Ngata chuckled. “True; but the short, easy Latin names have been pretty well used up by now.”

“I see,” I said. “Trouble is, I no sooner get one of those jaw-breaking names memorized than you blokes go and change them, or at least change the classification. But why particularly crocamanders?”

He explained: “They help to date the breakup of Pangaea.”

“You mean that super-continent that, they say, once included them all?”

“Right-o. The breakup started in the Triassic. First the northern half, which we call Laurasia, separated from the southern, or Gondwanaland, when the Tethys Sea formed between them. So if we find one of your—ah—crocamanders very similar to one of ours in the southern continent, in the land that became North America, we can be fairly sure that the land connection between the two parts of Pangaea still existed.”
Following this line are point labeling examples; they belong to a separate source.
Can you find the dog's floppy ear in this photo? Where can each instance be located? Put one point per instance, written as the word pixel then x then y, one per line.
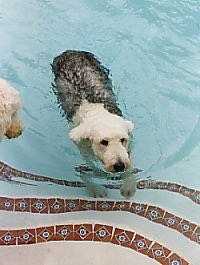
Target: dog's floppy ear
pixel 130 126
pixel 79 133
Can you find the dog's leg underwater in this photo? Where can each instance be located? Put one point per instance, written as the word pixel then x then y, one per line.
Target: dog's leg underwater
pixel 128 188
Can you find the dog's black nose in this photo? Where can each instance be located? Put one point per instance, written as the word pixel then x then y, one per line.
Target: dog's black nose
pixel 118 167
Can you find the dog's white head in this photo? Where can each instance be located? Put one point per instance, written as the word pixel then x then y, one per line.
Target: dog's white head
pixel 109 136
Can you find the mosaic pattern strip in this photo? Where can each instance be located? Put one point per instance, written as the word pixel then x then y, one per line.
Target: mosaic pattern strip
pixel 57 205
pixel 89 232
pixel 8 174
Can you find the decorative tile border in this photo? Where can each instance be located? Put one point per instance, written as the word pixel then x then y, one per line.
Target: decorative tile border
pixel 8 174
pixel 57 205
pixel 89 232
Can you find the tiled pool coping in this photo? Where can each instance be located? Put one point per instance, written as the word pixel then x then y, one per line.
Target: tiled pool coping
pixel 99 232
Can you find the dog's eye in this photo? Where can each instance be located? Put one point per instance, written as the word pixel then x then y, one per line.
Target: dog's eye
pixel 104 142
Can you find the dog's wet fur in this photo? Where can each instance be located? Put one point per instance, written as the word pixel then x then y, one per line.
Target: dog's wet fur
pixel 84 89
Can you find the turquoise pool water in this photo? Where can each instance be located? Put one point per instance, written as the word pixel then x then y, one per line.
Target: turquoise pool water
pixel 152 50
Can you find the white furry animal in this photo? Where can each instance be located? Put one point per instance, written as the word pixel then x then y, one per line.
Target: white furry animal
pixel 10 124
pixel 84 92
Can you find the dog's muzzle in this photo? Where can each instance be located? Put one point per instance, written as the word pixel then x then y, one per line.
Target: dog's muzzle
pixel 119 167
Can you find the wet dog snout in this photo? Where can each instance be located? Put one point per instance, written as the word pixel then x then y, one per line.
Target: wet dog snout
pixel 118 167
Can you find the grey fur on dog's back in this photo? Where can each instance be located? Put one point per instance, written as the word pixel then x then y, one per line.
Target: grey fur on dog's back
pixel 80 76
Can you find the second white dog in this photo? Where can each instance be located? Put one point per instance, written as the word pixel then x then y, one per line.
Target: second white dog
pixel 11 125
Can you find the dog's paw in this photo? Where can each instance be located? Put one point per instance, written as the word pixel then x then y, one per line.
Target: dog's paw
pixel 128 188
pixel 97 191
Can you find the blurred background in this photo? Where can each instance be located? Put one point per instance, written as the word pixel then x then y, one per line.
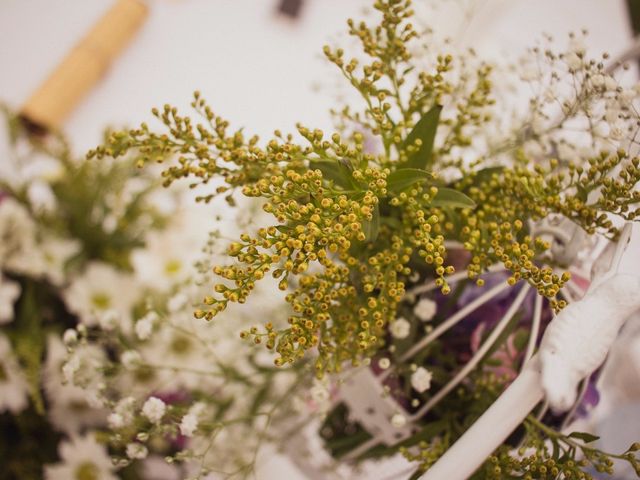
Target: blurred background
pixel 259 63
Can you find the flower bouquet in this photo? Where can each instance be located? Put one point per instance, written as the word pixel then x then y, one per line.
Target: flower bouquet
pixel 421 250
pixel 425 245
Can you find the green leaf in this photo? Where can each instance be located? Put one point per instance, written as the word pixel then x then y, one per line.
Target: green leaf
pixel 338 172
pixel 405 177
pixel 584 436
pixel 448 197
pixel 371 228
pixel 425 130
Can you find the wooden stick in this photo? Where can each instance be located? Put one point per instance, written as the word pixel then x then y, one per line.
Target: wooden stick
pixel 84 66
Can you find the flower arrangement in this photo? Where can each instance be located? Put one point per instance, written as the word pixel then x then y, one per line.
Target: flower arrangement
pixel 421 250
pixel 99 372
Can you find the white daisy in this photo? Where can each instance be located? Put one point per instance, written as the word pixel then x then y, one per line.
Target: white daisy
pixel 83 458
pixel 400 328
pixel 101 291
pixel 425 309
pixel 154 409
pixel 168 257
pixel 421 379
pixel 18 239
pixel 14 390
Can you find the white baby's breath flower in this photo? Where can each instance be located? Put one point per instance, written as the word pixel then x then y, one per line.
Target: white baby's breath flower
pixel 144 326
pixel 9 293
pixel 617 131
pixel 82 458
pixel 137 451
pixel 601 129
pixel 70 337
pixel 41 196
pixel 398 420
pixel 189 424
pixel 597 81
pixel 421 380
pixel 108 320
pixel 130 359
pixel 425 309
pixel 177 302
pixel 400 328
pixel 115 420
pixel 384 363
pixel 573 61
pixel 13 386
pixel 154 409
pixel 610 83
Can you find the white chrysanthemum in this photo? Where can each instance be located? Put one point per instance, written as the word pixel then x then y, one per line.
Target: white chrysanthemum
pixel 177 302
pixel 154 409
pixel 400 328
pixel 100 290
pixel 83 458
pixel 14 391
pixel 188 425
pixel 425 309
pixel 9 293
pixel 421 380
pixel 123 413
pixel 168 257
pixel 70 408
pixel 384 363
pixel 144 326
pixel 41 196
pixel 18 234
pixel 137 451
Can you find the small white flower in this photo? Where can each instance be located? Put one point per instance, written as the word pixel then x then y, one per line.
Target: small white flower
pixel 189 424
pixel 319 392
pixel 115 420
pixel 597 81
pixel 108 320
pixel 400 328
pixel 70 337
pixel 137 451
pixel 82 457
pixel 425 309
pixel 41 196
pixel 421 379
pixel 384 363
pixel 130 359
pixel 574 62
pixel 617 131
pixel 144 326
pixel 9 293
pixel 70 368
pixel 154 409
pixel 177 302
pixel 601 129
pixel 14 389
pixel 398 420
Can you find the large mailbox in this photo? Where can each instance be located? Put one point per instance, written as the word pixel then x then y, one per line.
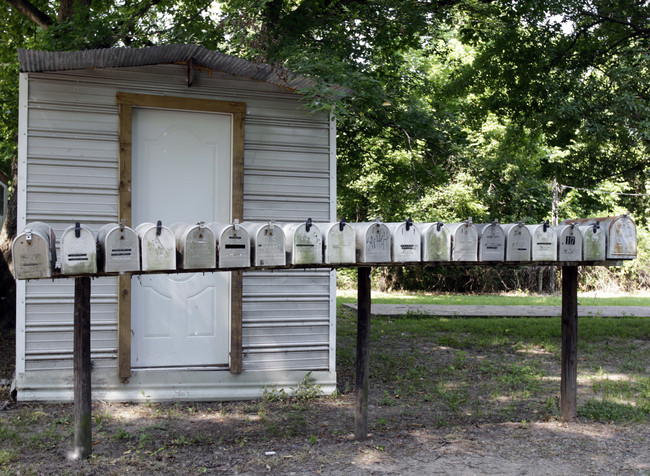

“Why couldn’t crocamanders swim from one to the other, the way the saltwater crocodile does?”

“Because most amphibians can’t take saltwater, with those soft, moist skins.”

The fourth sahib was an American, Desmond Carlyle, who knew the Alvarados. He was a good-sized fellow, well-set-up with sandy hair and a little blond mustache. He had done a bit of mountaineering and had the old idea that it proves one’s manhood to hang the stuffed heads of large wild animals on one’s wall. I’ve outgrown that sort of thing myself; but I don’t discourage it because it keeps clients coming in to the firm of Rivers and Aiyar, Time Safaris. Carlyle hoped to work up to a Cretaceous safari for a Tyrannosaurus head but thought a Triassic jaunt would be a good way to get broken in.

Last to join was a young man named Willard Smith. He was from one of those complicated families where both parents had been divorced and remarried ever-so-many times. One of his many stepfathers had given him the time trip as a present on his graduation from college. I’ve always heard that such extended families are a sure way to produce juvenile delinquents, addicts, and criminals; but young Smith didn’t show any such symptoms. He did, however, confide:

“Mr. Rivers, I hope you won’t mind that I’m a klutz.”

“Eh?” I said. “What’s that? Some sort of secret society, demanding compulsory birth control for comedians or something?”

“No, no, nothing like that. It’s Pennsylvania Dutch for an awkward, clumsy person.”

That gave me pause. I said: “Well, I don’t know. If you’re that kind of gawk, how do I know you won’t trip over a root and blow somebody’s head off?”

“Oh, I’m not interested in shooting,” said Smith. “I’ll be quite happy just tagging along and taking pictures. That’s my real enthusiasm.”

A little against my better judgment, I let Smith’s registration stand. I told myself to keep an extra-close watch on young Willard. In former geological eras, if you gash yourself with a skinning knife, or shoot yourself in the foot, or step in a hole and break your leg, there’s no telephoning the ambulance to come fetch you to the hospital. But if Smith didn’t carry a gun, at least he couldn’t accidentally shoot any of the rest of us.